Database connection limits reached when GC is run

[nmcostello]

Hi,

We have harbor-helm deployed on a K8s cluster with RDS and S3 as the data backend. We currently have begun seeing an issue where GC is run and it takes up all of the available connections on the RDS cluster. This results in being unable to interact with harbor via UI, API, or OCI clients. The connections are eventually freed after ~5 hours, but during that time harbor is inoperable.

Please let me know if this is a better issue for the main harbor repo.

We have paused the GC schedule for the time being.

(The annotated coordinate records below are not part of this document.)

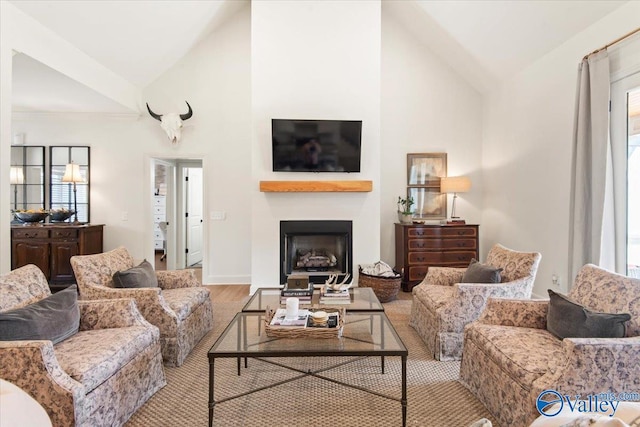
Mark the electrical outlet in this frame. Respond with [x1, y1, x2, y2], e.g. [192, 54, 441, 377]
[209, 211, 227, 221]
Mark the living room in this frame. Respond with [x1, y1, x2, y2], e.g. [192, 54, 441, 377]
[0, 2, 638, 295]
[0, 1, 640, 424]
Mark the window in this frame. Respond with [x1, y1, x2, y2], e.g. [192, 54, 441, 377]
[611, 71, 640, 277]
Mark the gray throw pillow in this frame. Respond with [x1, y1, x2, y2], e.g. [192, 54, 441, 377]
[460, 258, 502, 283]
[0, 285, 80, 344]
[547, 289, 631, 339]
[113, 259, 158, 288]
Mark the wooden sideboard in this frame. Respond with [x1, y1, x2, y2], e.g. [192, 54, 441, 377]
[394, 223, 479, 292]
[11, 224, 104, 291]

Harbor helm chart version: 1.11.1
Harbor version: v2.7.1-6015b3ef

DB Connection Values:

              maxIdleConns: 4
              maxOpenConns: 14

At the time the connections were overwhelmed, we had ~80 core + exporter pods running. By my calculations, that only equates to ~1100 connections which is no where near the 5k that we saw at the time. Any thoughts on this?

Pics

In the pictures below, you can see that the connections to the DB are more than what they should be according to harbor docs that max connections = [maxOpenConns] * (core+exporter). The spike in pod count around 2130 is the result of my interventions and is well after we hit max connections on the db.

[Vad1mo]

Why do you run 80 core pods? Are piping the s3 traffic via core. (Disable redirect on docker distribution?)

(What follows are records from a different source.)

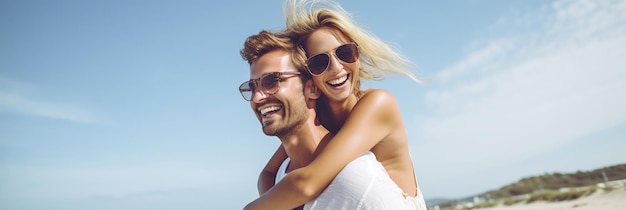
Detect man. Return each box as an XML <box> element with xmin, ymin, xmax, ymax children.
<box><xmin>239</xmin><ymin>31</ymin><xmax>407</xmax><ymax>209</ymax></box>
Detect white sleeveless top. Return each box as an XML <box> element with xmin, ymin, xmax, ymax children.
<box><xmin>276</xmin><ymin>151</ymin><xmax>409</xmax><ymax>210</ymax></box>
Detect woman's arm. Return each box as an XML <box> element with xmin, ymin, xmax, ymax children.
<box><xmin>245</xmin><ymin>90</ymin><xmax>399</xmax><ymax>209</ymax></box>
<box><xmin>257</xmin><ymin>145</ymin><xmax>287</xmax><ymax>195</ymax></box>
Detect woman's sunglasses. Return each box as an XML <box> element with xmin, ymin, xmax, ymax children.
<box><xmin>306</xmin><ymin>42</ymin><xmax>359</xmax><ymax>76</ymax></box>
<box><xmin>239</xmin><ymin>71</ymin><xmax>301</xmax><ymax>101</ymax></box>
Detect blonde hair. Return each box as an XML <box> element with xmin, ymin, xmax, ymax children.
<box><xmin>283</xmin><ymin>0</ymin><xmax>420</xmax><ymax>85</ymax></box>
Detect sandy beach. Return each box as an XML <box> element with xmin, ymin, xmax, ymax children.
<box><xmin>484</xmin><ymin>187</ymin><xmax>626</xmax><ymax>210</ymax></box>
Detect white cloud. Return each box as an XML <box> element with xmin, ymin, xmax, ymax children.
<box><xmin>416</xmin><ymin>0</ymin><xmax>626</xmax><ymax>171</ymax></box>
<box><xmin>0</xmin><ymin>78</ymin><xmax>98</xmax><ymax>123</ymax></box>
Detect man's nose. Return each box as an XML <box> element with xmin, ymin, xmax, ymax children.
<box><xmin>252</xmin><ymin>90</ymin><xmax>267</xmax><ymax>103</ymax></box>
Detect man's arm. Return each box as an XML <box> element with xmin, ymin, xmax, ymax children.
<box><xmin>257</xmin><ymin>145</ymin><xmax>287</xmax><ymax>195</ymax></box>
<box><xmin>245</xmin><ymin>90</ymin><xmax>400</xmax><ymax>209</ymax></box>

One can do quite some optimization with indexes and caches.

However this won't solve the GC issue. It's a fundamental problem inherited by harbor from docker distribution.

[zyyw]

maybe you need to update the db connection to a larger number, reference:

• https://github.com/goharbor/harbor-helm/blob/main/values.yaml#L885-L889

[nmcostello]

Why do you run 80 core pods? Are piping the s3 traffic via core. (Disable redirect on docker distribution?)

One can do quite some optimization with indexes and caches.

However this won't solve the GC issue. It's a fundamental problem inherited by harbor from docker distribution.

@Vad1mo
We aren't doing anything special. Our pods spike to 80 during the day with the traffic that we see. But if there are ways to optimize this I would love to read about it. Let me paste our s3 configs...

          {{- if .Values.s3 }}
              s3:
                {{- if and (ne .Values.environment "internal") (ne .Values.environment "internal-test") }}
                existingSecret: {{ .Values.targetNamespace }}-secret
                {{- end }}
                region: {{ .Values.s3.region }}
                bucket: {{ .Values.s3.bucket }}
                accesskey: managed-by-sealed-secret
                secretkey: managed-by-sealed-secret
                regionendpoint: {{ .Values.s3.regionendpoint }}

                encrypt: ""
                keyid: ""
                secure: ""
                skipverify: true
                v4auth: ""
                chunksize: "5242880"
                rootdirectory: ""
                storageclass: STANDARD
                multipartcopychunksize: "33554432"
                multipartcopymaxconcurrency: 100
                multipartcopythresholdsize: "33554432"
          {{- end }}

[Vad1mo]

this is the option you should have on off.

Something seems way off in your setup. IMO, a single pod can do 100-300 concurrent operations.